All of them! No one is safe since cybercriminals are simply looking for any weakness they can exploit. Keep in mind that ransomware attacks are the final result of an attack, not the first step. Hackers first must breach the perimeter, either through phishing attacks or malware campaigns, to gain entry into the network and deploy the encryption package. The risk is based on the organization’s efforts to invest in proper security controls. Organizations need not only preventative tools but also detection and response capabilities, training, staffing, etc.
The cybercrime economy is a $6 trillion business compared to the $1 trillion spent on security solutions to protect businesses. So, right now, the odds are 6 to 1 in favor of the criminals. And security spending overall has been down for the past few years, to only 5.7% of the IT budget. The energy industry especially has underinvested and deferred security enhancements that would protect them from today’s sophisticated attacks.

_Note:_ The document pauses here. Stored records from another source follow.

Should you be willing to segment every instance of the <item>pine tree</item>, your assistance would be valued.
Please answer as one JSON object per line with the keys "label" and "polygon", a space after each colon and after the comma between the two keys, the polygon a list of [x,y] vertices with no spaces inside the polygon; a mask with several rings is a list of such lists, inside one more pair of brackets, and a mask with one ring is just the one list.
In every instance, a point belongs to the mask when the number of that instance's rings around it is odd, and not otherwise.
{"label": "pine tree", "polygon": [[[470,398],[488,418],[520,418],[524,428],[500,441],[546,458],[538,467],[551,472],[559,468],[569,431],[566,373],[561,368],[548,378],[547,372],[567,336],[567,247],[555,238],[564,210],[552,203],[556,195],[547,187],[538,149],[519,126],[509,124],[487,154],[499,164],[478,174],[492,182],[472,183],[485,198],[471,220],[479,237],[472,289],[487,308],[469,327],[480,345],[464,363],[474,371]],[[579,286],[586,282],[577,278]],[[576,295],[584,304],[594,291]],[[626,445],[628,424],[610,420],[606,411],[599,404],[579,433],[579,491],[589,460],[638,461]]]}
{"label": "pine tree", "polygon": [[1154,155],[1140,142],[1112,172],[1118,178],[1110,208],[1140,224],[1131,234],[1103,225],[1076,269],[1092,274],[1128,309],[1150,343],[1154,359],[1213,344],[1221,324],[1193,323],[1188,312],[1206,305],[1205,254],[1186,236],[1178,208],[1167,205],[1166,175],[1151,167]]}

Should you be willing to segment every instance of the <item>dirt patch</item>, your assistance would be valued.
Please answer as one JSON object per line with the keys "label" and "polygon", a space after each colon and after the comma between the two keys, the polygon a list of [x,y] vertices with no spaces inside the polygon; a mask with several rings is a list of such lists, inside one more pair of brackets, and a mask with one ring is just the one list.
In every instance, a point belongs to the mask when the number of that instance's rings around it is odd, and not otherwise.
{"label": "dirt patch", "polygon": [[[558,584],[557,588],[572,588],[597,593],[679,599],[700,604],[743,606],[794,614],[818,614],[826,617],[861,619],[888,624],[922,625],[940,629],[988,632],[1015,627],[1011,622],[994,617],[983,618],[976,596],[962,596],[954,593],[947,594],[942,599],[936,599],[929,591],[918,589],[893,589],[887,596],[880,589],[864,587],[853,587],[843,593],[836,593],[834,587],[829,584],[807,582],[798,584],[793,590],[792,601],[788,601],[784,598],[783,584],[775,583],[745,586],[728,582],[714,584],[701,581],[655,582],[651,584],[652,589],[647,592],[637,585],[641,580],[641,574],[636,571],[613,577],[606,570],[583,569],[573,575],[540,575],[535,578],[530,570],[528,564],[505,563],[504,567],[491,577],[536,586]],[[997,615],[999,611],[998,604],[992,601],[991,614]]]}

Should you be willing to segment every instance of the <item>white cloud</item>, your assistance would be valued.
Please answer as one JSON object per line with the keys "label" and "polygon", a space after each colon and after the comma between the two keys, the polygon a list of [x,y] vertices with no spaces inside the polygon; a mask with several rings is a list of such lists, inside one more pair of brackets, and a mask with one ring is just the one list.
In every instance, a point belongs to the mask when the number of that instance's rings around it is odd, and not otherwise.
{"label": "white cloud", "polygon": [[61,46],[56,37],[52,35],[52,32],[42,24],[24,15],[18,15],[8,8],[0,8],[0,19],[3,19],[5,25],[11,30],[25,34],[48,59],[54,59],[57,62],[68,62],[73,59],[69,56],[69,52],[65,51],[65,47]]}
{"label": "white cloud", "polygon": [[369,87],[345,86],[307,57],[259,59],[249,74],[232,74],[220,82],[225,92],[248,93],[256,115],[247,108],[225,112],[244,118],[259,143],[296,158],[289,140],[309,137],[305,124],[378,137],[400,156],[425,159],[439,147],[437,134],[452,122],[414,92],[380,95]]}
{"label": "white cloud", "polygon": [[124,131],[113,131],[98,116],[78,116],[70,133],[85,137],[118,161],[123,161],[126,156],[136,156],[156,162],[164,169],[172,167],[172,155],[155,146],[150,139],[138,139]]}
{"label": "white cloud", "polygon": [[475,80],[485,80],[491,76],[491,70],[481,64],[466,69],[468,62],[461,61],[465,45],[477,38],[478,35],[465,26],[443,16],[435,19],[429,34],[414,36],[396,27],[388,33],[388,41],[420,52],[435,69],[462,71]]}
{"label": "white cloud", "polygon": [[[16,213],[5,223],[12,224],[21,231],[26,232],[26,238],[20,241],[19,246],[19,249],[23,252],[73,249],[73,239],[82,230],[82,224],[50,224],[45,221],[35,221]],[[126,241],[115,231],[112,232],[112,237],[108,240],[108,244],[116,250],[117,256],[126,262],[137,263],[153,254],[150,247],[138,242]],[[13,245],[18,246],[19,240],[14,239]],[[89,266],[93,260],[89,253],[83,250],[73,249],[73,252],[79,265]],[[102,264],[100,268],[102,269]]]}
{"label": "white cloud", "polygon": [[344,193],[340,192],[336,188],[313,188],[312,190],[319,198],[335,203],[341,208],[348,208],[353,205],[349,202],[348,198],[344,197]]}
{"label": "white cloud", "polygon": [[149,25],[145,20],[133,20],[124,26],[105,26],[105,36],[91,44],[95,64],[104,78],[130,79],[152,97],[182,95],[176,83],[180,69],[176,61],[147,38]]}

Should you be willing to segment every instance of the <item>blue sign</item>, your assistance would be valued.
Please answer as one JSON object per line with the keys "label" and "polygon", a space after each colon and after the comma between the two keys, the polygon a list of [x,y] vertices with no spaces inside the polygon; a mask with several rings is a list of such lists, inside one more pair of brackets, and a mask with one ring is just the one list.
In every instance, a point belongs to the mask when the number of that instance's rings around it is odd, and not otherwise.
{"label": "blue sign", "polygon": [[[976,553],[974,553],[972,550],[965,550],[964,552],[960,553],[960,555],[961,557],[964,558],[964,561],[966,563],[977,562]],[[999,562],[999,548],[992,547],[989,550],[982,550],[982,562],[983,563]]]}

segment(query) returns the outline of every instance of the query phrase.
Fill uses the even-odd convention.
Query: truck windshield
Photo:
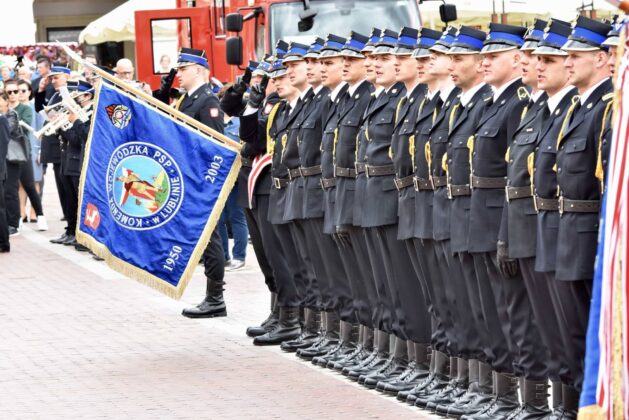
[[[310,43],[315,36],[328,33],[347,36],[350,30],[369,35],[372,27],[400,30],[403,26],[419,27],[419,10],[416,0],[313,0],[312,10],[317,12],[313,27],[299,32],[299,12],[303,3],[274,3],[271,6],[271,47],[278,39]]]

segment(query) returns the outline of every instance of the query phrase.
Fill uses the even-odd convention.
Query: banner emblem
[[[129,110],[128,107],[121,104],[112,104],[105,109],[114,127],[122,130],[129,125],[129,121],[131,121],[131,110]]]
[[[117,147],[107,168],[109,211],[127,229],[154,229],[170,220],[183,199],[183,179],[174,159],[144,142]]]

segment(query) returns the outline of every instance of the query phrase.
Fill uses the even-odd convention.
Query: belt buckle
[[[323,178],[319,178],[319,184],[321,184],[321,189],[325,190],[325,183],[323,182]]]
[[[563,215],[563,195],[559,196],[559,215]]]
[[[448,182],[446,184],[446,188],[448,190],[448,199],[452,200],[454,198],[454,196],[452,195],[452,184],[450,184],[450,182]]]
[[[507,197],[507,203],[509,202],[509,186],[505,185],[505,196]]]
[[[369,178],[369,165],[365,163],[365,176]]]
[[[290,172],[289,172],[289,176],[290,176]],[[280,185],[280,179],[279,178],[273,178],[273,186],[277,190],[282,188],[282,186]]]
[[[535,209],[535,213],[539,213],[539,206],[537,205],[537,196],[533,196],[533,208]]]
[[[360,162],[356,162],[356,161],[354,161],[354,170],[356,171],[356,177],[358,177],[358,164],[359,164],[359,163],[360,163]]]
[[[470,174],[470,191],[474,188],[474,175]]]
[[[419,191],[419,178],[416,176],[413,177],[413,187],[415,188],[415,191]]]
[[[354,165],[355,165],[355,164],[356,164],[356,162],[354,162]],[[334,178],[336,178],[336,177],[337,177],[337,175],[336,175],[336,168],[337,168],[337,166],[336,166],[336,165],[334,165],[334,168],[332,169],[332,175],[334,175]]]
[[[430,188],[432,188],[433,190],[435,189],[435,182],[432,180],[432,174],[428,175],[428,185],[430,186]]]
[[[303,177],[304,177],[304,171],[303,171],[303,169],[304,169],[304,168],[302,168],[302,167],[300,166],[300,167],[299,167],[299,168],[297,168],[297,169],[299,169],[299,176],[303,178]]]
[[[399,183],[398,183],[398,181],[399,181]],[[395,184],[395,189],[397,189],[398,192],[399,192],[400,191],[400,184],[402,183],[402,181],[398,180],[397,178],[394,178],[393,179],[393,183]]]

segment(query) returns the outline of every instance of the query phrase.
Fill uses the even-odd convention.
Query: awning
[[[136,10],[174,9],[175,0],[128,0],[91,22],[79,34],[79,42],[87,44],[100,44],[101,42],[135,41],[135,17]],[[173,28],[170,21],[153,23],[154,35],[172,36]]]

The lesson to be learned is this: if your cybersecurity posture doesn’t include detection and response, you’re a sitting duck.
The brazen nature of this ransomware attack and the direct impact it has had on citizens has brought cybersecurity to the forefront of public consciousness. Organizations are scrambling to get ahead of these cyber threats before they too become a victim. At the same time, consumers are worried about the implications of attacks on our critical infrastructure and how they will affect them.
We all should take the Colonial Pipeline attack as a leading example of the risks associated with inadequate security infrastructure. The good news is with the right tools in place, crimes like this are preventable. It’s just a matter of investing the time and resources into a proactive security solution.